Ricordava la sensazione di aprire gli occhi al mattino e di sentire il proprio corpo bloccato da qualcosa. Altre braccia che la tenevano stretta in una morsa che quasi la soffocava. Divincolarsi non bastava. A quella presa si aggiungevano spesso strattoni, accompagnati da qualche imprecazione che le ordinava di stare ferma. Gesti che le lasciavano il più delle volte brutti lividi su braccia e spalle e ferite invisibili all’occhio di chiunque altro.

Ricordava quando invece quelle braccia la lasciavano andare e raggiungeva Sophia per controllare che stesse bene ed infine quasi come mossa per inerzia si dirigeva in cucina per preparare la colazione con cura.

Ricordava le mattine in cui si svegliava sola e quel vuoto la faceva sentire anche peggio, tanto da non riuscire a trattenere le lacrime. Era scappata proprio da quello, dalla solitudine. Invece era stata tutta un'illusione. Un'illusione nella quale ormai abitava e che non aveva il coraggio di lasciarsi alle spalle.

Ricordava anche quando era lei a non dormire nella camera da letto. Quelle notti in cui veniva svegliata da urla, bestemmie e dal rumore di qualche oggetto della casa improvvisamente schiantato al suolo. Si rifugiava nella stanza di sua figlia, dedicandole sorrisi e carezze, con la promessa che sarebbe andato tutto bene, addormentandosi poi con lei.
Non sempre funzionava, però. Non sempre aveva il tempo di uscire dalla camera e a quel punto, con tutta la forza che possedeva, cercava di calmare Ed e di portarlo a letto senza ulteriori conseguenze. Veniva nuovamente circondata e bloccata, in attesa che lui fosse troppo stanco per continuare ad urlare, imprecare e a cercare piacere usufruendo del suo corpo, solitamente imponendole di girarsi di schiena in modo che non vedesse la sua “stupida faccia” e lasciandole infine il ventre in fiamme per ore.

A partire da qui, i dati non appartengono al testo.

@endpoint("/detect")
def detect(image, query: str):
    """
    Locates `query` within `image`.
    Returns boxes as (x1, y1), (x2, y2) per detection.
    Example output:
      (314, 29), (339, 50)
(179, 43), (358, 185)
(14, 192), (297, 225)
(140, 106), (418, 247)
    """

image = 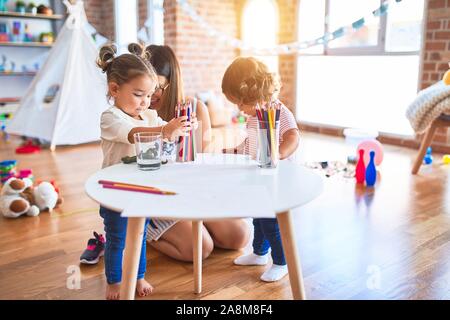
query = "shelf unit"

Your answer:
(0, 11), (64, 20)
(0, 71), (36, 77)
(0, 42), (53, 48)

Ricordava l’odore dell’alcol impregnato nelle lenzuola che era costretta a lavare tutti i giorni. L’odore che Ed aveva ogni volta che tornava a casa e si stendeva accanto a lei. Un odore che le provocava la nausea solo a pensarci e che talvolta era fuso a quello del tabacco e di salsa barbecue.

Adesso quando apriva gli occhi avrebbe potuto indugiare a letto tutto il tempo necessario. Le braccia che la tenevano stretta si sarebbero mosse e l’avrebbero sciolta da quell’abbraccio se solo lei lo avesse voluto e talvolta sentiva delle mani accarezzarle delicatamente i fianchi.
Se si fosse girata non avrebbe sentito l’odore di alcol o un russare fastidioso e rumoroso.

Daryl Dixon odorava di sudore e di terra bagnata e di sangue, tutto ciò che Carol era stata abituata a respirare negli ultimi anni. A volte gli restava addirittura addosso quell’intenso odore di olio per motociclette, segno che probabilmente lo aveva utilizzato di recente.
A lei non dava alcun fastidio, anzi, le provava che lui fosse lì accanto. Si girava sperando di trovarlo ancora addormentato e di poterlo osservare per un po’ prima che si alzasse, subito pronto per le attività della giornata, ma ciò accadeva raramente. A quel punto Carol poteva solo sfruttare il breve tempo a disposizione per stringerlo a sua volta, ricordandogli costantemente della sua presenza.
 
*
Daryl non amava dormire a lungo. Restava steso il tempo necessario per recuperare le forze, abituato ormai a non stare fermo nello stesso luogo.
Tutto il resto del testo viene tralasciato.